Autre exemple de traitement des données ELFE, Bertrand Geay (Université de Picardie) a mis en valeur, dans les stratégies d'éducation, l'influence du sexe de l'enfant, de la position sociale de la famille, et de la culture d'origine. Il se dessine ainsi une culture populaire où « faire grandir un enfant » consiste à le faire marcher, manger proprement, utiliser sa « bonne main », dire maman et papa, et jouer seul, tandis que la culture des élites privilégie les jeux d'éveil, l'autonomie, et la communication précoce (avec développement des compétences préverbales, plus que du vocabulaire utile). « Ces résultats permettent de prendre en compte la normativité propre à chaque milieu social et d'agir sur les inégalités », souligne Bertrand Geay.

Des données sur l'allaitement et la grossesse

Cette première journée scientifique est aussi l'occasion de rappeler le travail de Santé publique France sur l'exposition des femmes enceintes aux polluants de l'environnement, en 2011. L'équipe de Clémentine Dereumeaux montre des niveaux d'imprégnation aux polluants organiques très élevés : plus de 70 % de taux d'exposition des femmes enceintes au bisphénol A, 99,6 % d'exposition à au moins un phtalate, 100 % d'exposition aux pyréthrinoïdes... 

Le projet SOFI porte enfin sur les déterminants socio-culturels des pratiques alimentaires durant l'enfance.

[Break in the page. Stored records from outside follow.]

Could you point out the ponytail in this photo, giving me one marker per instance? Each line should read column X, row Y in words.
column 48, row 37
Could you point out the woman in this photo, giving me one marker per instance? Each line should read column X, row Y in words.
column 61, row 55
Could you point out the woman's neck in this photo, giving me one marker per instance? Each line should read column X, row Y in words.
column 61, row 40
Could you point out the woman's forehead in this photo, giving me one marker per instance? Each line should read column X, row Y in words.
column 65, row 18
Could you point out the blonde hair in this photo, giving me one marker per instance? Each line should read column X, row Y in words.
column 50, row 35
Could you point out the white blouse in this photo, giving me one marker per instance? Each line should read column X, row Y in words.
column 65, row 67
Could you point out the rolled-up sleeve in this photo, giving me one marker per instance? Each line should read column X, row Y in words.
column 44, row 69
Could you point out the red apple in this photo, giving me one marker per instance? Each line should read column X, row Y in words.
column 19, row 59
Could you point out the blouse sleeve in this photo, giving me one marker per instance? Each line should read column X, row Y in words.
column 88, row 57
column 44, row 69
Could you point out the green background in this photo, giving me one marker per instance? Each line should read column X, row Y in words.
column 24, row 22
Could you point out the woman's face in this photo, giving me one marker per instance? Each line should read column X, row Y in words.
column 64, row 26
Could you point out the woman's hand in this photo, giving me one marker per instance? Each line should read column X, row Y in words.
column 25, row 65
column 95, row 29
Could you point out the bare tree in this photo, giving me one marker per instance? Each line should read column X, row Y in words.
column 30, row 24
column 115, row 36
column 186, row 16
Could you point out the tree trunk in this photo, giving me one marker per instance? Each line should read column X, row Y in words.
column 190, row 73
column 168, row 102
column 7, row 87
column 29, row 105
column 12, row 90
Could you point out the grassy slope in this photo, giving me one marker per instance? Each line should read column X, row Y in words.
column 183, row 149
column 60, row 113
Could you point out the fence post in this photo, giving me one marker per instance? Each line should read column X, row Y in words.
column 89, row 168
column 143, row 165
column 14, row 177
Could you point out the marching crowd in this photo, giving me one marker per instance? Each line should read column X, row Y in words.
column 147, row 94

Les premiers résultats montrent que les femmes arrêtent d'allaiter en médiane 8 semaines avant la reprise du travail - bien loin des 6 mois d'allaitement exclusif recommandés par l'Organisation mondiale de la santé, et plaident pour un prolongement du congé maternité. Ils explorent aussi le recours aux préparations infantiles et les modalités de la diversification.  

Autant d'études dont l'intérêt se joue surtout le long terme. Mais « les fonds vont nous manquer alors que le programme d'investissement d'avenir vient de se terminer » a alerté Magda Tomasini, directrice de l'Ined. Autre souci : soutenir la mobilisation des familles, alors qu'à 3,5 ans, déjà 11 % ont demandé à sortir de l'enquête.